“Conversation,” Théophile-Alexandre Steinlen
There has never been a reason for Andrew Cuomo to run for mayor of New York City. As governor, he resigned in disgrace in the summer of 2021 amid a ballooning sexual harassment scandal (he denied the accusations), but even before that he was a schmuck: an abrasive nepo-baby who was terrible for both state and city.
Cuomo massively understated nursing home deaths during the worst days of the Covid pandemic, then won a $5.1 million deal to write a book about his so-called “leadership” in that era—then was determined by the state ethics board to have violated a promise not to use state resources to finish the book. Over the course of nearly a decade, he continuously cut money from the MTA—hundreds of millions of dollars, according to Streetsblog—both from its operating budget and from its capital-project funds. (In fairness, he did support congestion pricing.)

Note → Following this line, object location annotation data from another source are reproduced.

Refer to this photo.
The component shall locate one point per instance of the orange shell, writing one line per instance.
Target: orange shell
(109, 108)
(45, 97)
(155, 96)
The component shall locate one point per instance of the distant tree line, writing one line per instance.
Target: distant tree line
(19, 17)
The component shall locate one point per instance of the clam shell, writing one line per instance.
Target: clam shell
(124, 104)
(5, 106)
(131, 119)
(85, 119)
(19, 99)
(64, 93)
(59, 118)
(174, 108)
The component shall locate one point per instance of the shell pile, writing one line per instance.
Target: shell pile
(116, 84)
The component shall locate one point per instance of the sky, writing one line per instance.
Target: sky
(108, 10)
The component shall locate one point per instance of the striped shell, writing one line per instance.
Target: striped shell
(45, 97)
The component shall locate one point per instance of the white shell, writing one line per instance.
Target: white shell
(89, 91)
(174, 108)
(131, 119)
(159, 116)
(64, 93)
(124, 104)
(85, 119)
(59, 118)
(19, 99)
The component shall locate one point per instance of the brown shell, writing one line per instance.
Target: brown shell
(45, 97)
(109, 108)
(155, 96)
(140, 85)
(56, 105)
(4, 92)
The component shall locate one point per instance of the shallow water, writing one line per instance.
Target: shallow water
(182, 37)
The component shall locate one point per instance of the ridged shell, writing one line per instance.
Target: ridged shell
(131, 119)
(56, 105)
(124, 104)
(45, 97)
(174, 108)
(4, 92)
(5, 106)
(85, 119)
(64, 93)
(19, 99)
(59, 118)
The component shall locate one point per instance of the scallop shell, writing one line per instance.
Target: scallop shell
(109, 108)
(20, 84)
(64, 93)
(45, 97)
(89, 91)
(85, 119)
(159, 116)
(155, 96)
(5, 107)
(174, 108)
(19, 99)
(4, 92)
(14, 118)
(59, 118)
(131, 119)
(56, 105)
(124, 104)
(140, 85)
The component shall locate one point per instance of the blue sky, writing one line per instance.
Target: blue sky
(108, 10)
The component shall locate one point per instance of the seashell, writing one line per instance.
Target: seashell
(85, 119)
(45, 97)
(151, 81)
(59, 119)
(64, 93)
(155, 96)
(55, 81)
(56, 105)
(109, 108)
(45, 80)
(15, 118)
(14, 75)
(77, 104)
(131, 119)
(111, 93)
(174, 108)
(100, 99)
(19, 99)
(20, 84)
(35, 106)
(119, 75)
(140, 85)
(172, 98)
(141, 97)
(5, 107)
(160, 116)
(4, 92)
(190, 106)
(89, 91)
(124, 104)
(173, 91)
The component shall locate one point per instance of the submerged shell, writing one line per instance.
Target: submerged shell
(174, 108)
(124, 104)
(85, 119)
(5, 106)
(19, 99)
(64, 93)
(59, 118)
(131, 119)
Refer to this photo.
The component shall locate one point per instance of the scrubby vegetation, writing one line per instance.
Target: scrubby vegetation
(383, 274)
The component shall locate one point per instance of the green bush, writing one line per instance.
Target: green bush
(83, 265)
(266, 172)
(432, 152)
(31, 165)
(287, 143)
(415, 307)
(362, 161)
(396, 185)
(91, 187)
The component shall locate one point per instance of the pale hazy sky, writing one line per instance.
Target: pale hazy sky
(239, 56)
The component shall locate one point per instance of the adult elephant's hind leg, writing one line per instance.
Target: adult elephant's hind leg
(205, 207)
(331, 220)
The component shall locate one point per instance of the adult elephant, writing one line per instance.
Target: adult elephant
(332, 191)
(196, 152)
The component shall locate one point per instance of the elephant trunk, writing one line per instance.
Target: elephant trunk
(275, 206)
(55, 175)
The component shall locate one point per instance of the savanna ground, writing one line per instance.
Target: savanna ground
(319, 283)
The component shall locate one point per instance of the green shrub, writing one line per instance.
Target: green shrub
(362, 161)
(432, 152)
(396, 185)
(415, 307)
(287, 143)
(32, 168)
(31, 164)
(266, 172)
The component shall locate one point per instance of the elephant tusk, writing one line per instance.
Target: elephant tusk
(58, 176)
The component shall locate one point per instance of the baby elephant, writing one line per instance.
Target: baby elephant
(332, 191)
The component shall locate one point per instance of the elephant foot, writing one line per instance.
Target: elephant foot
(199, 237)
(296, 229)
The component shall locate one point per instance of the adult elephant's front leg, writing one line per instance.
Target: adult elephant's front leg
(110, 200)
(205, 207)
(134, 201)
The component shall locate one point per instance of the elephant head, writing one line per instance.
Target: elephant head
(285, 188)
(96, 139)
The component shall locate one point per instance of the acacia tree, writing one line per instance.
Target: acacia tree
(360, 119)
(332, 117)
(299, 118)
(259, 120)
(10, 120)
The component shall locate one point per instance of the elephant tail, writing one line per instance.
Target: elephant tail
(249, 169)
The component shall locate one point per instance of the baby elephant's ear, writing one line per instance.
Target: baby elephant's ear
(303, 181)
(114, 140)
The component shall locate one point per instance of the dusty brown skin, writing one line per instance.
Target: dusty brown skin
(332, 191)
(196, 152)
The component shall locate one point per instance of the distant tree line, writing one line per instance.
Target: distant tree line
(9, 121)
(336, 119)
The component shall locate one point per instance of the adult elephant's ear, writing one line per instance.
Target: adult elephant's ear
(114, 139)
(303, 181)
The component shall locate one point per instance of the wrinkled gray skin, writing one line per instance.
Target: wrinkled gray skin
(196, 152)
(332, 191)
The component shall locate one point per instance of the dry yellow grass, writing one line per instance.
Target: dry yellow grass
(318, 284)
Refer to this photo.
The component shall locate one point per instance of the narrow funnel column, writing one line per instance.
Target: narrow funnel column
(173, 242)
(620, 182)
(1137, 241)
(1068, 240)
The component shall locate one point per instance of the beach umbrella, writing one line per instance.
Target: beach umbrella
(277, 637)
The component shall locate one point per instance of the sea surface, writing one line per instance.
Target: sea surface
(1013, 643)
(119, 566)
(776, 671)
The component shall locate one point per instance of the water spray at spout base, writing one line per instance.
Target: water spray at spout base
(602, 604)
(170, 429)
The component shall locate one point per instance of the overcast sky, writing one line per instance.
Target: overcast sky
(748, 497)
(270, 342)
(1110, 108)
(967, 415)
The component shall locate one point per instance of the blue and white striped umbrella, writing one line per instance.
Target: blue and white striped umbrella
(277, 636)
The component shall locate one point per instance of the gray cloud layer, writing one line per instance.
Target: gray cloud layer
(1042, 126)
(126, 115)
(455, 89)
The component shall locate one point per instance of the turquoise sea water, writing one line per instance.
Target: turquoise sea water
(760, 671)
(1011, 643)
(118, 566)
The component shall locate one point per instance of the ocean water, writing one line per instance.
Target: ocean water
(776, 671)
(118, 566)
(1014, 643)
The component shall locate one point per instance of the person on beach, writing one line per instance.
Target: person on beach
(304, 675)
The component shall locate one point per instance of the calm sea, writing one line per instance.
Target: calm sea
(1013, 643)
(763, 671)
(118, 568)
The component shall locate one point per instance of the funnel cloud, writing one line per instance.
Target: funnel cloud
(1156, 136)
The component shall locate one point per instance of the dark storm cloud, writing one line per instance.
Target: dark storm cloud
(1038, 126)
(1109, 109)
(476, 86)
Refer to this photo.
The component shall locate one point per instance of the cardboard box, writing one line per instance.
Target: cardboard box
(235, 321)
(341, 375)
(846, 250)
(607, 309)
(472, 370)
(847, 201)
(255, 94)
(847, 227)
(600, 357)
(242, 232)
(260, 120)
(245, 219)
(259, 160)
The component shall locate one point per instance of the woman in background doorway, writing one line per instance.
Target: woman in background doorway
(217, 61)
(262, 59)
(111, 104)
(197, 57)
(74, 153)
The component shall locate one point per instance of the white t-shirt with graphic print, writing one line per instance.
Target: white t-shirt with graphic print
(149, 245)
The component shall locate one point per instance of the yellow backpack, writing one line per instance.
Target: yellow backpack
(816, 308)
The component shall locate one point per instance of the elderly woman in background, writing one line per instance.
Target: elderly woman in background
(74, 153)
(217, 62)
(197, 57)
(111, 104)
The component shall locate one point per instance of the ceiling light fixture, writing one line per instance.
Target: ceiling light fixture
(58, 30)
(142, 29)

Cuomo is not just bad—he’s a clown who does not understand New York. He does not understand that you eat a bacon, egg, and cheese, not a bacon, cheese, and egg. He does not understand that when someone asks you where you live, you answer with your particular microneighborhood, ideally providing a set of cross streets or obscure-except-to-locals landmark (“where Hank’s Saloon used to be”), not with the borough-wide blandness of “Manhattan.” He does not understand that everyone asks everyone else how much they pay in rent because it’s an existential issue. I mean, no surprise—the guy hasn’t lived here in 35 years. Literally every single person on this TikTok page gets the city better than him.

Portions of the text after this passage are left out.